October 24th, 2003

bald australia sepia

On Failure to Fully Flaunt Grice's Fourth Maxim (of Manner)

Dinner conversation tonight was great. It's nice to have new friends to just shoot the shit with.

But I wish I could zap a key to my inner sarcastic monologue into people's brains.

Tonight the phrase that came out of my mouth multiple times was "to go balls out" as in "you could soften the language in that article or you could go balls out and publish it with the call to violent revolution left in."

Traditionally such a phrase would suggest that the "brave", "manly", or "macho" thing to do would be to publish the article uneditted. But because I don't attribute any special positive value to masculinity and attribute a general negative value to machismo, the phrase means to me that that option, while the more risky, is probably (slightly) the more illadvised course of action. It was an indirect way of suggesting that I thought editting was a better way to go, hiding behind a (heartfelt) compliment about how radical the uneditted version was. If I had substituted "brave" for "balls out" in the sentence it would have implied a totally different judgement about which option was better.

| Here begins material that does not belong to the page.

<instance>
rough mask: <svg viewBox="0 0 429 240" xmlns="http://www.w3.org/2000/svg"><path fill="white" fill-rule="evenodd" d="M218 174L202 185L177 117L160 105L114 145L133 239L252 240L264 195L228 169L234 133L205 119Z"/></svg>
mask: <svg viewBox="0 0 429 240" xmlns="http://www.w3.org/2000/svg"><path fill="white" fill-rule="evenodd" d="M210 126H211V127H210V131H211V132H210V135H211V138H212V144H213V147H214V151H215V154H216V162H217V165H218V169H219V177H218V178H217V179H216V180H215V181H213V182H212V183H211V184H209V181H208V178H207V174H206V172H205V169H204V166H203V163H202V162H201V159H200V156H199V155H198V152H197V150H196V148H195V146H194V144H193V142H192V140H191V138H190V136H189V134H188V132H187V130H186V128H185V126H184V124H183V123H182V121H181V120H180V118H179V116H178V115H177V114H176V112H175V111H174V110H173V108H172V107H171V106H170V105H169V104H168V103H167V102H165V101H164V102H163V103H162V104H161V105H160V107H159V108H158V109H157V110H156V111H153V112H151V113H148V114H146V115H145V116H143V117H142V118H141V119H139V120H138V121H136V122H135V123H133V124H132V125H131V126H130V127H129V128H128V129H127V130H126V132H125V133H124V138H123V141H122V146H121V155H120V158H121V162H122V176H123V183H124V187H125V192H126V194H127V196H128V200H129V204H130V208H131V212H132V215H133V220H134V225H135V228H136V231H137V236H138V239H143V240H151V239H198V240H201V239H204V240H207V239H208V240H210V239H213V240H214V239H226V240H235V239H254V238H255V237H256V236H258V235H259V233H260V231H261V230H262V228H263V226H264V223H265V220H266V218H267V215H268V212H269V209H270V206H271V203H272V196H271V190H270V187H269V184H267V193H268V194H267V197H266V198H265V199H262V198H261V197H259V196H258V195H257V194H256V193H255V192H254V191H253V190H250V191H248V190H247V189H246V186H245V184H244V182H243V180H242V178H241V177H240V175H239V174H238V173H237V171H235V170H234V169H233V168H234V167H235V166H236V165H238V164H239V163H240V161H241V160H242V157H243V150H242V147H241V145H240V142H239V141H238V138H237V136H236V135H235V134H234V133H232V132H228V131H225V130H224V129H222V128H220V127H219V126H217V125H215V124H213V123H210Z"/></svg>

I use this and similar phrases a lot to sarcastically poke fun at the positive associations of masculinity in our language. I like to use macho phrases in particularly inappropriate moments, such as refering to actions taken by females ("she's really got balls") or a traditionally feminine act ("someday I'll get up the balls to wear a skirt").

A similar thing is to tell a woman she has "manly biceps". In my head this does not imply that the pinacle of muscular coolness for a woman is to be like a man. Saying it like that, instead, to me, evokes the silliness of thinking that men are neccessarily stronger than women. There's nothing "manly" about a woman's strong biceps...most actual men have flabby biceps.

I don't think of this kind of analysis when I'm actually saying the phrases. The phrases just feel right and make me giggle on the inside. I don't sit there thinking "maybe I'll flaunt Grice's maxim of manner by using a macho cliche". I just do it because it's funny (to me) and it flows and I think it will bring levity to the conversation.

Tonight I got (lightly) chastised by the woman that I was talking to because talking about "going balls out" was excluding her from the conversation.

This is a problem I have from time to time with people who do not realize that ANY time I say anything mean or rude I am being sarcastic. I am sarcastic A LOT. duck2ducks and I had some kind of falling out over this years and years ago, as I remember. Then we both grew up a little bit and the crisis passed. Obviously I can not expect people to find funny the things that are funny in my head. Obviously I can't be as deeply entrenched in Zach-speak with new friends as I can with my oldest friends who are plugged into my rhythm (and whose rhythm I myself am plugged into). I can't expect someone who doesn't know me that well to automatically think "Zach would NEVER say a thing like that and mean it...ergo he must not mean it that way...".

I think sometimes I (falsely) associate failure to assume that I mean well with failure to trust me in general with unwillingness to really be my friend. I associate it with a failure of empathy on my part. When someone corrects some speech of mine that they find insensitive I am really set back, I feel that I've really disappointed them, that I've lost MAJOR radical cred, that I've been filed away into the "oaf" box.

I know I worry much too much about such things. I really hope the folks reading this LJ don't think I am constantly dysfunctional with worry about this stuff. It crosses my mind as an interesting concern, I like to share it because this is a journally place, but it doesn't bother me day in and day out. I know my friends still love me even if I am an oaf sometimes.

Still. I wish I could zap a key to my inner sarcastic monologue into people's brains.